Further the appellants also highlighted that the respondents complained to the Indian Trade Promotion Organization who was to conduct the said exhibition claiming that the artistic design of Diabliss was that of the respondents’ and that the appellants were contemplating to display their products with the said artistic design in the trade fair and that it would amount to violation of Patent/Trade Mark/Copy Right Act. On receipt of the notice, the appellants came to know that the artistic design was nothing but a replica of the appellants’ artistic design and the same was copied by the respondents.

It is the contention of the appellants that the respondent, who were agents for marketing the product of the appellants’ in North India, had with ulterior motive and object copied the artistic design of the appellants’ and were marketing the sugar under the name of Diabeat with the same artistic design comprising of sugarcane, stems, leaves and flowers in the background, attempting to capture the appellants’ market. Hence the appellants filed the present suit.
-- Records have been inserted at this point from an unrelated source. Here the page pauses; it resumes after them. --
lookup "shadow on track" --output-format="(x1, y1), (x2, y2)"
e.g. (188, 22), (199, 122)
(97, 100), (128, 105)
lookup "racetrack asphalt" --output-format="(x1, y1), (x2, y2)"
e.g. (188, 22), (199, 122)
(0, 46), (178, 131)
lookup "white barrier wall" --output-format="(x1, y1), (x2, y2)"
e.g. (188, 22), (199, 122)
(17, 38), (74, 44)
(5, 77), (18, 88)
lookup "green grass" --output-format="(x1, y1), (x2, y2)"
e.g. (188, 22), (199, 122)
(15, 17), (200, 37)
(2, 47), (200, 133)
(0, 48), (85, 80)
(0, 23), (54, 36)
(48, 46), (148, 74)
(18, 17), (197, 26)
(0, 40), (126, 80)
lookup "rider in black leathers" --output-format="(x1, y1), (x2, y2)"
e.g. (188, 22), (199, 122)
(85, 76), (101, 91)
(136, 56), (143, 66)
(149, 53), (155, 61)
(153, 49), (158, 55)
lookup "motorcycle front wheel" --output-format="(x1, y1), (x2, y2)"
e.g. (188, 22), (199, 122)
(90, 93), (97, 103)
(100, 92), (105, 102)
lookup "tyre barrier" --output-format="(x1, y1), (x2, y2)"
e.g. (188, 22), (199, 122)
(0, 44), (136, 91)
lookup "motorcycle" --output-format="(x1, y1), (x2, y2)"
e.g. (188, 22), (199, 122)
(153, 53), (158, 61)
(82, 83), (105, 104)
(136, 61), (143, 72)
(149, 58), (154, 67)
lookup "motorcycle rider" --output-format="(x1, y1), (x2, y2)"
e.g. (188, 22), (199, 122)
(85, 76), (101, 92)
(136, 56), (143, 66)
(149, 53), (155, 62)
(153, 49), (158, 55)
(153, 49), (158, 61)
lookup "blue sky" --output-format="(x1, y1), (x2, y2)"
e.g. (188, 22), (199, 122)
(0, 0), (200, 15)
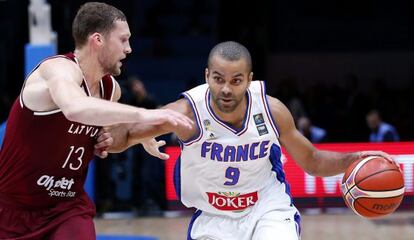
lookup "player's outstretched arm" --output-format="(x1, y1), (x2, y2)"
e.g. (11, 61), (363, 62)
(100, 99), (198, 156)
(268, 96), (376, 176)
(38, 58), (191, 126)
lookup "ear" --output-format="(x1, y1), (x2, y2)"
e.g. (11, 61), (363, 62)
(247, 72), (253, 87)
(89, 32), (104, 46)
(204, 68), (209, 83)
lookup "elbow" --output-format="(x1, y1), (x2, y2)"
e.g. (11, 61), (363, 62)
(304, 164), (322, 177)
(60, 101), (85, 123)
(62, 106), (80, 122)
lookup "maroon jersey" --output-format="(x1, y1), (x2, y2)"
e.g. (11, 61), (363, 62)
(0, 53), (115, 211)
As the respondents did not contest the matter, they were set ex parte.
From the evidence produced by the appellants, the court stated that it found the appellants to be the owners of the Diabliss design and using it since 2015. According to the court it was evident from the pouch of the appellants’ and that of the respondents’ that the appellants’ product with artistic design and style in Diabliss had been copied by
the respondents except by changing the name as Diabeat. Further the background, colour, design and get up were also identically similar.

Thus in the said circumstances, the court concluded that the appellants had proved their case and were entitle for the relief prayed. Accordingly, the suit was decreed as prayed for with costs.